Glen Report 35-13: New Product — dSpacer-5’-CE Phosphoramidite (Reverse dSpacer)

When researchers are synthesizing oligonucleotides for their therapeutic studies, they will often have to place blocking groups on the 3’-end and sometimes at the 5’-end as well. An inverted dT is commonly used to protect oligonucleotides from exonucleases, and a Spacer C3 is often used to prevent polymerase extension. A third option that one might consider is the use of an inverted dSpacer. It shares the same three carbon skeleton of Spacer C3 while omitting the thymine base from the inverted dT (Figure 1).

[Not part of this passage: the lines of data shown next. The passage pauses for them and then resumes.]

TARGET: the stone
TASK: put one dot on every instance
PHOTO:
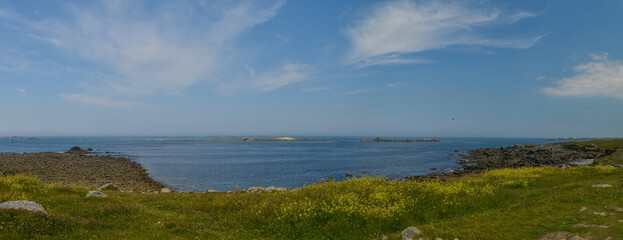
(600, 213)
(601, 185)
(99, 194)
(255, 189)
(108, 186)
(583, 162)
(410, 233)
(590, 225)
(615, 208)
(25, 205)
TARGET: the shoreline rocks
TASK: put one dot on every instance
(91, 171)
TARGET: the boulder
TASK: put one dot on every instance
(601, 185)
(25, 205)
(99, 194)
(410, 233)
(108, 186)
(77, 150)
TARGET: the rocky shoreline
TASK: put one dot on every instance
(530, 155)
(87, 170)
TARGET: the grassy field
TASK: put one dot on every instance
(500, 204)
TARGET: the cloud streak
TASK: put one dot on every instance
(397, 28)
(599, 77)
(101, 101)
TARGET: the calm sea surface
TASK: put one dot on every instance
(185, 165)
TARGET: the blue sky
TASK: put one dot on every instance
(392, 68)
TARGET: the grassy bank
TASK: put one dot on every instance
(500, 204)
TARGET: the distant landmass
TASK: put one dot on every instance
(380, 139)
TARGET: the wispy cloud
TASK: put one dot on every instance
(397, 28)
(101, 101)
(155, 53)
(355, 92)
(599, 77)
(318, 89)
(286, 74)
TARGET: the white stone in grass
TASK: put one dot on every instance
(99, 194)
(25, 205)
(602, 185)
(410, 233)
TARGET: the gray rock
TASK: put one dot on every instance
(583, 162)
(25, 205)
(108, 186)
(410, 233)
(99, 194)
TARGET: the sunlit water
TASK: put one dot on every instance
(185, 165)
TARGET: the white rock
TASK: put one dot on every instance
(108, 186)
(96, 194)
(25, 205)
(602, 185)
(410, 233)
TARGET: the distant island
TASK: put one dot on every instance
(283, 139)
(380, 139)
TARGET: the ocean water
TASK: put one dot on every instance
(187, 165)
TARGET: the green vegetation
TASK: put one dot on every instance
(521, 203)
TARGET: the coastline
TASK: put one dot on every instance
(93, 170)
(90, 171)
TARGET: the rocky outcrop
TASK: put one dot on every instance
(530, 155)
(91, 171)
(25, 205)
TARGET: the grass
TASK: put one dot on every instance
(500, 204)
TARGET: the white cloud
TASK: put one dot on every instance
(318, 89)
(288, 73)
(401, 27)
(101, 101)
(160, 52)
(355, 92)
(600, 77)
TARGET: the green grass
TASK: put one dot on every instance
(501, 204)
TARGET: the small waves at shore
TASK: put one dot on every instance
(187, 165)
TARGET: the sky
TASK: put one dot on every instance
(533, 68)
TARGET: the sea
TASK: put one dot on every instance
(194, 166)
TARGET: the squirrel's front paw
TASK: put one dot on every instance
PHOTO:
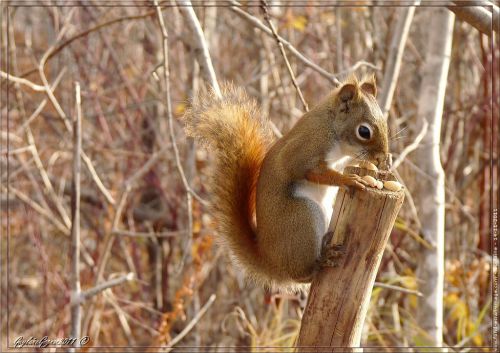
(354, 180)
(333, 256)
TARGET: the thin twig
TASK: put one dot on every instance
(87, 32)
(132, 234)
(283, 53)
(395, 56)
(85, 295)
(39, 209)
(192, 323)
(258, 24)
(411, 147)
(76, 309)
(38, 110)
(203, 61)
(199, 42)
(22, 81)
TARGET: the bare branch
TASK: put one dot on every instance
(85, 295)
(191, 324)
(475, 15)
(412, 146)
(76, 309)
(256, 22)
(22, 81)
(395, 56)
(283, 53)
(200, 45)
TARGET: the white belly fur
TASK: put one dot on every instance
(324, 195)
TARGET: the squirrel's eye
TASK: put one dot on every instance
(364, 132)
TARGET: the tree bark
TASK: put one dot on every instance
(430, 196)
(338, 301)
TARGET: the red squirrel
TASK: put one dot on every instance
(272, 199)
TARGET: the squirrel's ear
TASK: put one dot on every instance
(347, 92)
(370, 86)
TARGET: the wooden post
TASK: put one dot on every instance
(338, 300)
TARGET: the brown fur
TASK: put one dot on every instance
(273, 233)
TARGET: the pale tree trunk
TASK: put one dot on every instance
(431, 196)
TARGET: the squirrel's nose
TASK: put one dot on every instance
(384, 160)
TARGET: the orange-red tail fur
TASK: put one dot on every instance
(234, 129)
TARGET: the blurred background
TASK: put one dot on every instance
(154, 244)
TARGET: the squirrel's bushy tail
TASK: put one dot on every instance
(235, 130)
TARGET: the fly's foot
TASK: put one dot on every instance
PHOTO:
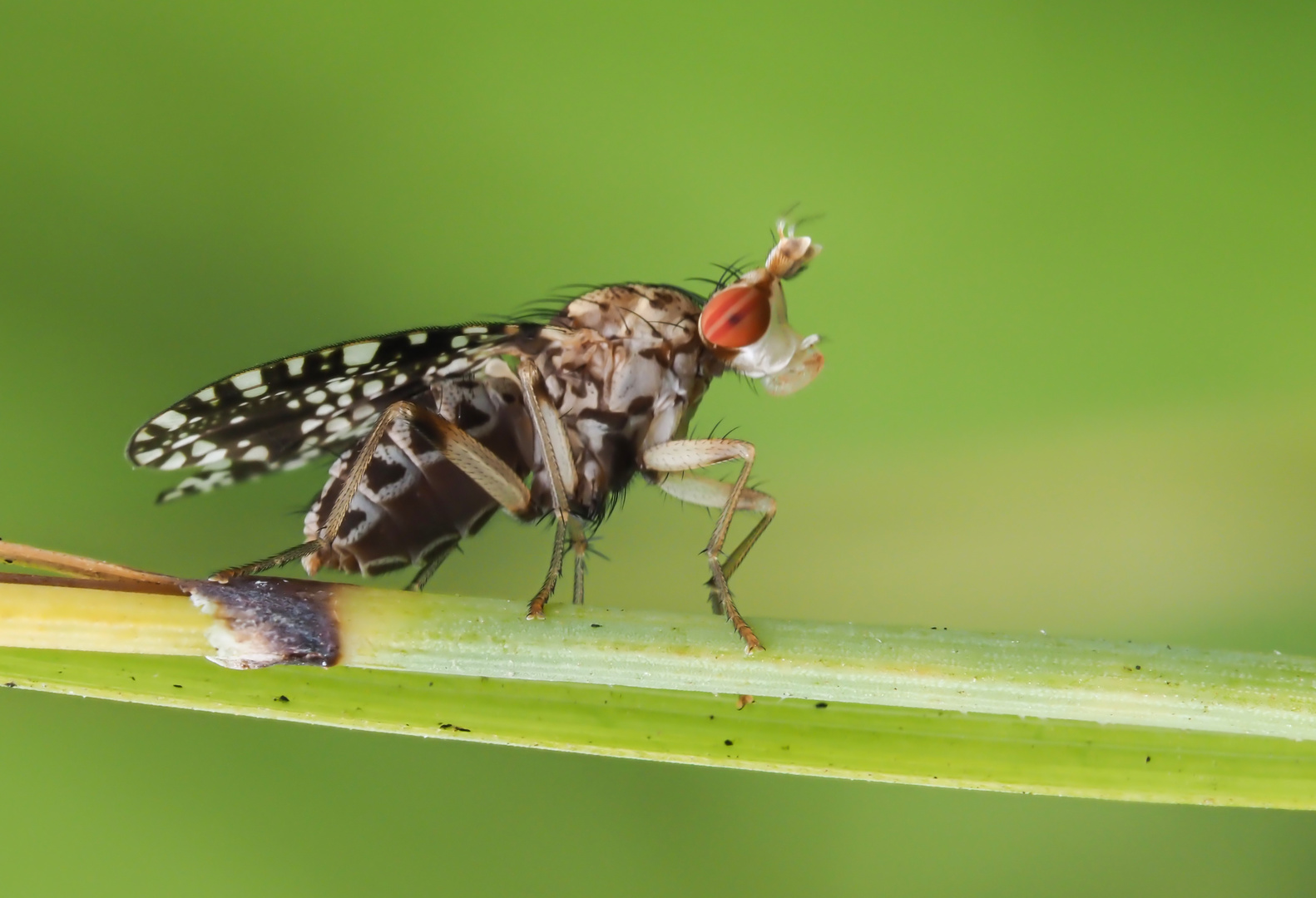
(535, 612)
(273, 561)
(721, 596)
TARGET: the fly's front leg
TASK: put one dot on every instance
(682, 455)
(552, 438)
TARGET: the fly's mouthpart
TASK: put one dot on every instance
(746, 325)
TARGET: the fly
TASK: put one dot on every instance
(436, 429)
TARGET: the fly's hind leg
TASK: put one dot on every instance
(466, 452)
(682, 455)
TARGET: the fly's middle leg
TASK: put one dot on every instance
(552, 441)
(685, 455)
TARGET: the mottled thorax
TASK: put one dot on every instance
(626, 368)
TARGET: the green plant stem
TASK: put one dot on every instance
(932, 706)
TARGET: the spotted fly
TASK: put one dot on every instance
(436, 429)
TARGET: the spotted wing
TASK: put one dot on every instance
(289, 412)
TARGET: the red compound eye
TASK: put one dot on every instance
(736, 317)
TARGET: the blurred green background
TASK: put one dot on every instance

Figure 1. Blocking groups at the 3’-end

Figure 1

There are many examples of researchers using inverted dSpacer modifications in the literature. This has been particularly true for siRNA.1-3 Both ends of the passenger strand and the 3’-end of the guide strand can all be capped by the addition of an inverted dSpacer to enhance nuclease stability. Incorporating an inverted dSpacer at the 5’-end of the passenger strand also serves to block loading into Ago2, which minimizes competition between the guide and passenger strands. All three incorporations do not reduce the gene silencing effect. Similarly, the passenger strand of small activating RNAs (saRNAs) can also be modified with 5’/3’ inverted dSpacers.4 Finally, the hammerhead ribozyme has been modified with a 3’ inverted dSpacer.5, 6 Studies using inverted dT have demonstrated greater than 30-fold increase in serum half-times with no reduction in catalysis,7 and the inverted dSpacer should yield similar stability enhancement. 

There are two approaches to introducing an inverted dSpacer into oligonucleotides. The first approach would be to use our dSpacer CE Phosphoramidite (Figure 2) along with reverse phosphoramidites. The standard dSpacer is typically used to give stable abasic sites for the study of structure as well as DNA damage. When paired with a reverse 5’-3’ synthesis direction, inverted dSpacer linkages are obtained. The second, and probably more logical approach would be to use a reverse dSpacer phosphoramidite in the standard 3’-5’ synthesis direction. This way, only one reverse phosphoramidite is required. 

To give our customers more access to the inverted dSpacer modification as well as blocking groups in general, we are introducing dSpacer-5’-CE Phosphoramidite (Figure 2). Like our standard version, our reverse dSpacer does not require any extended coupling times and is compatible with all standard deprotection conditions.

Figure 2. dSpacer Phosphoramidites

Figure 2


  1. H.J. Haringsma, et al., Nucleic Acids Res, 2012, 40, 4125-36.
  2. Y. Pei, et al., RNA, 2010, 16, 2553-63.
  3. F. Czauderna, et al., Nucleic Acids Res, 2003, 31, 2705-16.
  4. S. Yoon, and J.J. Rossi, Curr Pharm Biotechnol, 2018, 19, 604-610.
  5. T.C. Jarvis, et al., J Biol Chem, 1996, 271, 29107-12.
  6. D.G. Macejak, et al., Hepatology, 2000, 31, 769-76.
  7. L. Beigelman, et al., J Biol Chem, 1995, 270, 25702-8.